The Magic offense entered Wednesday ranked 23rd in the NBA in points per half-court possession, according to the advanced analytics website Cleaning the Glass, which omits statistics compiled in garbage time and excludes long-distance heaves at the ends of quarters.
Three-point shooting and floor spacing once again have emerged as major problems, even though Bane has made 37 percent of his 3-point attempts. As a whole, Orlando ranks 29th in 3-point shooting percentage, making only 34.2 percent of its attempts overall and, through Tuesday, only 35.9 percent of its wide-open 3-point attempts.
The Magic have endured offensive droughts in the previous two seasons and significant injuries last season, and yet they still ranked as one of the league’s best defensive teams. But this season, the defense has emerged as a concern. Orlando now ranks 14th in defensive efficiency, according to NBA.com, a far cry from finishing third in that category in 2023-24 and second last season.
Wagner and Suggs are the team’s two best defenders, and their injuries this season have played a role in the drop-off. But they missed many games last year, too, and the Magic overcame those absences, though Bane isn’t as strong a defender as the player he replaced, Kentavious Caldwell-Pope.
A superb defense has been the hallmark of Jamahl Mosley’s Orlando Magic teams. But the defense has slipped this season. (Mike Watters / Imagn Images)
The struggles on offense have clearly played a role in Orlando’s defensive decline this season.

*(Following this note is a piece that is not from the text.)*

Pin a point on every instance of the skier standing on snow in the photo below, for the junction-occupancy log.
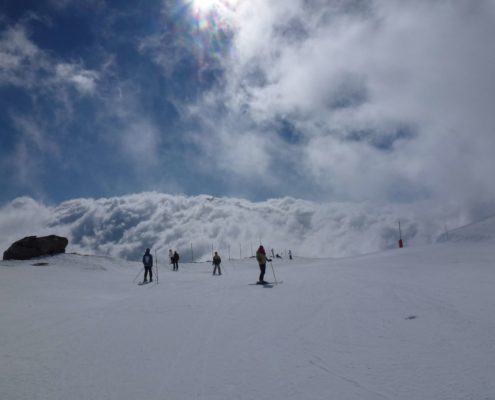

“(It’s) human nature,” center Wendell Carter Jr. said. “It’s an offensive-driven league. Everybody wants to do good offensively, including myself, and sometimes we fall into that aspect of when it’s not going our way offensively, we allow it to affect our effort. We allow it to affect our defense. We allow it to affect us getting back (on defense after we miss shots). And that’s something, as a fairly young team, that we have to do a better job of, including myself.”

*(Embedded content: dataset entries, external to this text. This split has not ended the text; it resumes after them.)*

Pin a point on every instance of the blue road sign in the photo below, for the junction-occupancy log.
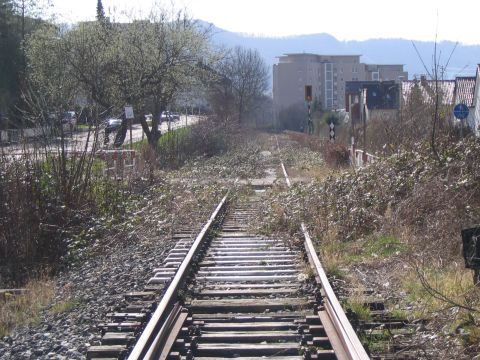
(460, 111)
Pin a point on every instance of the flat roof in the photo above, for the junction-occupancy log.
(311, 54)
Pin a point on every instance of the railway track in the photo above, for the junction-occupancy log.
(234, 294)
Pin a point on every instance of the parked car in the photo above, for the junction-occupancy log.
(70, 118)
(169, 116)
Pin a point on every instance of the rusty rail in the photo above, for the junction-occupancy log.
(352, 348)
(149, 337)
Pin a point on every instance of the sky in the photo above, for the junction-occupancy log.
(344, 19)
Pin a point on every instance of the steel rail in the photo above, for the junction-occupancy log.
(354, 349)
(162, 312)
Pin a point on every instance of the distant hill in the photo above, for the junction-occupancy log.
(376, 51)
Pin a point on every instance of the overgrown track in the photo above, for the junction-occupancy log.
(235, 294)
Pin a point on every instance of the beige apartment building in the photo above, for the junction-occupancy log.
(327, 75)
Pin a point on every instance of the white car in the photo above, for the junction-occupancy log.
(169, 116)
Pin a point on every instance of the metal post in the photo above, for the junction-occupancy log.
(131, 140)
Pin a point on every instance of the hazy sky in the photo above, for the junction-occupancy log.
(456, 20)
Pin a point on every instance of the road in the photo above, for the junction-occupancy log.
(79, 139)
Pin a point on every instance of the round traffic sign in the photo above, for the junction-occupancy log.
(460, 111)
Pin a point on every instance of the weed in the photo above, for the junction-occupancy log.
(64, 306)
(24, 309)
(361, 310)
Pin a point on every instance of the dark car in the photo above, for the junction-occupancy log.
(169, 116)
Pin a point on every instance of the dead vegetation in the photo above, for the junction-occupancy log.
(403, 213)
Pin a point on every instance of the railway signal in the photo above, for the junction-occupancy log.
(308, 99)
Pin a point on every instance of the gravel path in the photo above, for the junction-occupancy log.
(94, 286)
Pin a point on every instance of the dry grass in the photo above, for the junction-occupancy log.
(436, 289)
(24, 310)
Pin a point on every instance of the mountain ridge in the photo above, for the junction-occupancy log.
(462, 62)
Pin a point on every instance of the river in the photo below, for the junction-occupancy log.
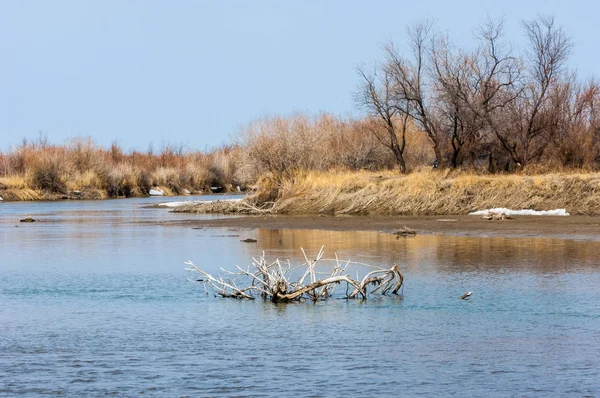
(94, 300)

Coach Jamahl Mosley, who has earned a reputation as a coach who maximizes his team’s talents and effort, has spent substantial portions of this season stressing the need for his team to regain its defensive identity.
The Magic had won three consecutive games entering Wednesday, with the defense playing relatively well. There’s an asterisk, however. One of those wins came against the woeful Brooklyn Nets. Another came against the Utah Jazz, who led 94-87 after three quarters and then, in a blatant tanking maneuver, sat starters Lauri Markkanen, Jaren Jackson Jr. and Jusuf Nurkic for the entire fourth quarter.

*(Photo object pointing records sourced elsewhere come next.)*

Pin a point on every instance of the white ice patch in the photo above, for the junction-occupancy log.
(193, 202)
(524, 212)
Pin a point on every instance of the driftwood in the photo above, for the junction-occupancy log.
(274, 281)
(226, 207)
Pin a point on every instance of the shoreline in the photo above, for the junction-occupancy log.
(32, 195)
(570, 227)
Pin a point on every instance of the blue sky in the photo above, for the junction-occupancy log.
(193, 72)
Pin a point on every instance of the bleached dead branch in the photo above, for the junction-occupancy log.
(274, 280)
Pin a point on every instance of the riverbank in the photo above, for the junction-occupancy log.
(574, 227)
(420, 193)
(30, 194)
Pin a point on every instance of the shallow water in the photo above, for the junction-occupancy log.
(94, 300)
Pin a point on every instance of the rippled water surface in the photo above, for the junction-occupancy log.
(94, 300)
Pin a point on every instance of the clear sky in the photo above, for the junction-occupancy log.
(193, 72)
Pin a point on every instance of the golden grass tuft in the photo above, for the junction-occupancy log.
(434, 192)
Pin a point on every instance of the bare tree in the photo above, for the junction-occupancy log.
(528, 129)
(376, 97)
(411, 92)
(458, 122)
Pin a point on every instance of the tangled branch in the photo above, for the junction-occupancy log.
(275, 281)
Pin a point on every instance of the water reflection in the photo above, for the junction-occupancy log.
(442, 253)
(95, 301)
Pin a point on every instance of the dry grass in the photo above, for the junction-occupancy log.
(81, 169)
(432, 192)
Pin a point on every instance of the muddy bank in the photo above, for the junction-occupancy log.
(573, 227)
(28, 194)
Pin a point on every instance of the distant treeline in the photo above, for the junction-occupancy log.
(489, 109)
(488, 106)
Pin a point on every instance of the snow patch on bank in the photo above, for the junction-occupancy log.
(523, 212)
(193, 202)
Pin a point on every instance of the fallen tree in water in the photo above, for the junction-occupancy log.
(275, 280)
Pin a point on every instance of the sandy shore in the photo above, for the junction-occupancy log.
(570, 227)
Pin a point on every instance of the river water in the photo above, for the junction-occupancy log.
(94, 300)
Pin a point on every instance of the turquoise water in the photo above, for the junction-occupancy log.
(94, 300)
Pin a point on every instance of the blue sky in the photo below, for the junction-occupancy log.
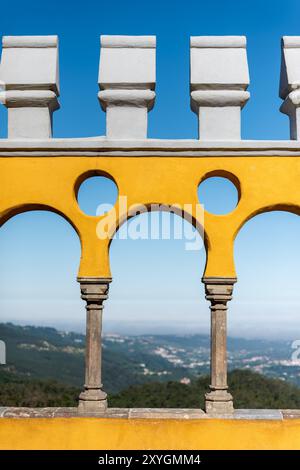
(156, 284)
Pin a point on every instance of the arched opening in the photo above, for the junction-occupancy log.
(156, 320)
(264, 321)
(40, 304)
(219, 192)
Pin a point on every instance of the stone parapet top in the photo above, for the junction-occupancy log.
(97, 146)
(149, 413)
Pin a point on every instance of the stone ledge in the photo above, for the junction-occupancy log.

On Feb. 5, in response to a direct question, Magic president of basketball operations Jeff Weltman told local reporters that Mosley’s job will be safe for the rest of the season.
But it’s fair to wonder whether Weltman will reassess that stance. The team’s West Coast trip immediately after the break — with games against the Sacramento Kings, Phoenix Suns, LA Clippers and Los Angeles Lakers — will be crucial for the team, and perhaps for Mosley.
Orlando holds a 28-25 record, which places it seventh in the East, 1 1/2 games behind the sixth-place Philadelphia 76ers.
There’s still time for the Magic to leapfrog the Sixers and avoid the East Play-In.
“I think we’re fine,” Suggs said. “We know we went down early in the season. We went through our ups and downs and our adversities, as every team does, and this is where we are: 28-25, not even a horrible spot to be.”
Even accounting for injuries, though, the Magic have been a disappointment. Not too long ago, they were a team that was more than the sum of its parts. They’re less than the sum of their parts right now.